A corpus callosotomy via LITT offers a safe alternative to the traditional approach involving open resection.[25] This palliative procedure aims to limit dangerous seizure types, particularly drop attacks, by removing the majority of interhemispheric connections. The disconnected corpus callosum serves to restrict the spread of seizure generalization. An inherent concern after severing the corpus callosum is the potential development of a disconnection syndrome.[25] Patients may experience this syndrome only in the acute period or chronically, with deficits in spontaneous speech, incontinence, and paresis of the nondominant leg being primary concerns.
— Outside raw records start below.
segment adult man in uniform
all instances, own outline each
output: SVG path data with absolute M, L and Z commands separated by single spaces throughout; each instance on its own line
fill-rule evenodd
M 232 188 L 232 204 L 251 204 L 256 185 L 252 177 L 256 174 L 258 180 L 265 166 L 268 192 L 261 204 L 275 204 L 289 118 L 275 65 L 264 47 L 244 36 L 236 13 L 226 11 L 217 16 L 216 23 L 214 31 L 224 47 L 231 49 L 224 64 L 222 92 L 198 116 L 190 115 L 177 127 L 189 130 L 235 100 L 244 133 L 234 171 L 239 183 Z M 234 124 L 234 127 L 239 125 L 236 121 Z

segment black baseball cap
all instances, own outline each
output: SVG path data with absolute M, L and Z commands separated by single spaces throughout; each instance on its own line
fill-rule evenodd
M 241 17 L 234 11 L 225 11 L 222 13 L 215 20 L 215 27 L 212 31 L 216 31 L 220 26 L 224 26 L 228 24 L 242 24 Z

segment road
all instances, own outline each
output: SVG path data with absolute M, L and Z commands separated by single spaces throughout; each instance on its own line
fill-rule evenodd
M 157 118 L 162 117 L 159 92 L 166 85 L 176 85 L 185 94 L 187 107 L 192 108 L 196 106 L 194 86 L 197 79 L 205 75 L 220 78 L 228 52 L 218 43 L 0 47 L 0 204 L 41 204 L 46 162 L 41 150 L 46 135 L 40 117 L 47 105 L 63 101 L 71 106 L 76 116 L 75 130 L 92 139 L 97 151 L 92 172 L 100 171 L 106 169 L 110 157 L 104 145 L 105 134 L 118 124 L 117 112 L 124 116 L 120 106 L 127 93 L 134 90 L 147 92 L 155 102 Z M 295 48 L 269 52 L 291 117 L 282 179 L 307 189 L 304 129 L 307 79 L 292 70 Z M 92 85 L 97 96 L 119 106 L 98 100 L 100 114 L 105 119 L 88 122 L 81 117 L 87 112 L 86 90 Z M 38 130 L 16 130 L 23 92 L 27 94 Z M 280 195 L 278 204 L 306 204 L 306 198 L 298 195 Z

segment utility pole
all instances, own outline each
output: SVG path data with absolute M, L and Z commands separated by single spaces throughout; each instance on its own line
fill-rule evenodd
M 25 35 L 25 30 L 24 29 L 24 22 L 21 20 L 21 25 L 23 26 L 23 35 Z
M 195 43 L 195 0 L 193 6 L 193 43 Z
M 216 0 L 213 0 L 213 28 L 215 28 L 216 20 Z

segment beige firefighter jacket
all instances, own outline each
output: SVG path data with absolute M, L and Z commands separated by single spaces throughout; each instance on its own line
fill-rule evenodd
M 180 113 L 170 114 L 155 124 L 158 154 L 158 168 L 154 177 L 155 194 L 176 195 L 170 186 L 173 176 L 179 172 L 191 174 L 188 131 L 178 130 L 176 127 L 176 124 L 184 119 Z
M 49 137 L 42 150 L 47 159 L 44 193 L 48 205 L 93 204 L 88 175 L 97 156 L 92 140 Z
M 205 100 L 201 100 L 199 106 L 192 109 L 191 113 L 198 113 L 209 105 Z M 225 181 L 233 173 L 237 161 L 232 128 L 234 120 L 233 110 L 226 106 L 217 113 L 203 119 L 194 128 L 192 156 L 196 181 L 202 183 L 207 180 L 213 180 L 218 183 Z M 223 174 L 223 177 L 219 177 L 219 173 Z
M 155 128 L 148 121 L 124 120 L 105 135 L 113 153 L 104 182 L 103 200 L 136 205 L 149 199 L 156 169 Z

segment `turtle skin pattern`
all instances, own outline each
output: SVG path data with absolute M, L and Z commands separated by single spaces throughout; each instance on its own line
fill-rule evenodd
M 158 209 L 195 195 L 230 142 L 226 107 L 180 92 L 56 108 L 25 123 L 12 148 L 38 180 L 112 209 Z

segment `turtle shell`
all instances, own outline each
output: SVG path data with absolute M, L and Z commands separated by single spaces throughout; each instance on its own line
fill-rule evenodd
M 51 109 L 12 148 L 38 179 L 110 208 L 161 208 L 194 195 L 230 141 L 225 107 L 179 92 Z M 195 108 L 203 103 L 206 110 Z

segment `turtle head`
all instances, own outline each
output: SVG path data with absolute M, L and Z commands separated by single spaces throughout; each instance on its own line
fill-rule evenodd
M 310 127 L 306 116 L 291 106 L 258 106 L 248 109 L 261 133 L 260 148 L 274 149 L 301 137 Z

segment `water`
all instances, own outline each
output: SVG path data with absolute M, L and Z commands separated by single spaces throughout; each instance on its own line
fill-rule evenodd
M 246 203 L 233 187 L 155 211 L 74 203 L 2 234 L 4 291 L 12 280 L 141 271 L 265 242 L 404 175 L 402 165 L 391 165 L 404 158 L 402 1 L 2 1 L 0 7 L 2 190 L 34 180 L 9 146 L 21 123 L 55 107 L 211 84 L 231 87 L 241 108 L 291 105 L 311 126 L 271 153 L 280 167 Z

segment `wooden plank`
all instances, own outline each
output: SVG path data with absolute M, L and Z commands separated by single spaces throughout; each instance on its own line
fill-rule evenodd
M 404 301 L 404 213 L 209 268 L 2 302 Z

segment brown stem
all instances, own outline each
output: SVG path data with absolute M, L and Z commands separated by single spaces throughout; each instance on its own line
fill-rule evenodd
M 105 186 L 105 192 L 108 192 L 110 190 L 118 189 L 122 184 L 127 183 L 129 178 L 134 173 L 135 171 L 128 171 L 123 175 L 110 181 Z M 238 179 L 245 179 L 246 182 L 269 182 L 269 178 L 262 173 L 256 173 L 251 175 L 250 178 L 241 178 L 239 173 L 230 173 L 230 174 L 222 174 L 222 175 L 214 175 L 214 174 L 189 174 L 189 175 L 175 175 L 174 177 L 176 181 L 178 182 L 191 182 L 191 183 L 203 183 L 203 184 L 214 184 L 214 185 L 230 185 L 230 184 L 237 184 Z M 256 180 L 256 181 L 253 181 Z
Disconnection syndrome generally occurs in older patients undergoing total corpus callosotomy.[26] Despite this concern, the surgery can still be effectively and safely performed in older individuals by sparing the posterior corpus callosum and only severing the anterior aspect.[26]
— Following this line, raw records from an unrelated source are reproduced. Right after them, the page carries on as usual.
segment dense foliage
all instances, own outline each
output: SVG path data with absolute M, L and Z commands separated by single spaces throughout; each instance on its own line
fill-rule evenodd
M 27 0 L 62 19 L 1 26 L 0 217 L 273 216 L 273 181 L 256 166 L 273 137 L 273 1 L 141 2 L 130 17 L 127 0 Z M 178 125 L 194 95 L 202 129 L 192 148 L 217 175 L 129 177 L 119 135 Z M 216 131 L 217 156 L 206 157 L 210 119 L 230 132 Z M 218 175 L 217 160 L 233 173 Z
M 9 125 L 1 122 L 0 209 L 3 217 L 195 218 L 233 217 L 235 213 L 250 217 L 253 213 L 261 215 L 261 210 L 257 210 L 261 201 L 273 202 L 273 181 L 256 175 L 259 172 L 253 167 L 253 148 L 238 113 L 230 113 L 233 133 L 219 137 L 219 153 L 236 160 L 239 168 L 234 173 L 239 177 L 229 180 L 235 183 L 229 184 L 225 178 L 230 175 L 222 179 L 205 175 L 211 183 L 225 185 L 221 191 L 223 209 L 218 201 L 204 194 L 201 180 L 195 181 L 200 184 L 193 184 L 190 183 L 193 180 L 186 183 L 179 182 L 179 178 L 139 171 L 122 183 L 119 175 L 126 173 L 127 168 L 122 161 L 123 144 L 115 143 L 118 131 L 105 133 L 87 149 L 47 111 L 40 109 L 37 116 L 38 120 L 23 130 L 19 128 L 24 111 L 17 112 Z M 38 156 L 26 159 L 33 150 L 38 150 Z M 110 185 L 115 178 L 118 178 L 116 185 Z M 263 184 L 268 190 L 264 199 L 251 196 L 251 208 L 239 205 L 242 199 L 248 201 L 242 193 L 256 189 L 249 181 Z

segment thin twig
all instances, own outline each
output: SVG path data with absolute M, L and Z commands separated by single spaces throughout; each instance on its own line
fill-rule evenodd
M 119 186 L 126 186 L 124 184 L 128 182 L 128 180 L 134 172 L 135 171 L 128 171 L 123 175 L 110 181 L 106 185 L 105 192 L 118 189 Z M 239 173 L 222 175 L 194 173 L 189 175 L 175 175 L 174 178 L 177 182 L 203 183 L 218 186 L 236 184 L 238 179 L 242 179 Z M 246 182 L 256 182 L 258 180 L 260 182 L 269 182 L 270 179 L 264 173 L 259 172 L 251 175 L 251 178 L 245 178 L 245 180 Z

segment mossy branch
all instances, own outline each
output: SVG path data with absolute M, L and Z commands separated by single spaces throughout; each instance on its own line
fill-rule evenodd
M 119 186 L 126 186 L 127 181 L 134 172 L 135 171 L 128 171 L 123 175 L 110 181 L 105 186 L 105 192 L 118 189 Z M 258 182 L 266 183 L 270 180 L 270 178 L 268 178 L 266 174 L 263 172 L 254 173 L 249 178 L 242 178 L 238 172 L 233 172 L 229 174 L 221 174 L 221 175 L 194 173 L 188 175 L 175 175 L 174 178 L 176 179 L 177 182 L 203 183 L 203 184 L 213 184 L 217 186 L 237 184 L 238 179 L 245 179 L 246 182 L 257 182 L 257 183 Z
A 2022 systematic review of laser ablation for corpus callosotomy found the procedure to be feasible and safe with a low risk of developing disconnection syndrome.[26] Patients experienced low complication rates with no sacrifice of seizure control compared with traditional callosotomy.[26] The majority of patients undergoing the procedure for atonic seizures achieved complete seizure freedom or a dramatically reduced seizure burden.[26]


#

Laser Hemispherotomy

LITT can effectively be employed for minimally invasive functional hemispherotomies.[27] By utilizing multiple laser trajectories, LITT can disconnect the temporal lobe, insula, complete corpus callosum, and the descending corticospinal and frontobasal projections ([Fig. 5]).[28] Employing LITT for hemispherotomy eliminates the need for a large hemicraniectomy, significantly reducing associated infection, pain, and duration of hospital stay.[28] Results are particularly encouraging in appropriate cases, such as those involving patients with large perinatal middle cerebral artery infarcts. This patient selection is crucial, as the ischemic insult itself often destroys insular structures, which typically require surgical removal or disconnection in traditional hemispherotomies.[28]

Zoom Image
Fig. 5 Laser hemispherotomy technique summarized in images.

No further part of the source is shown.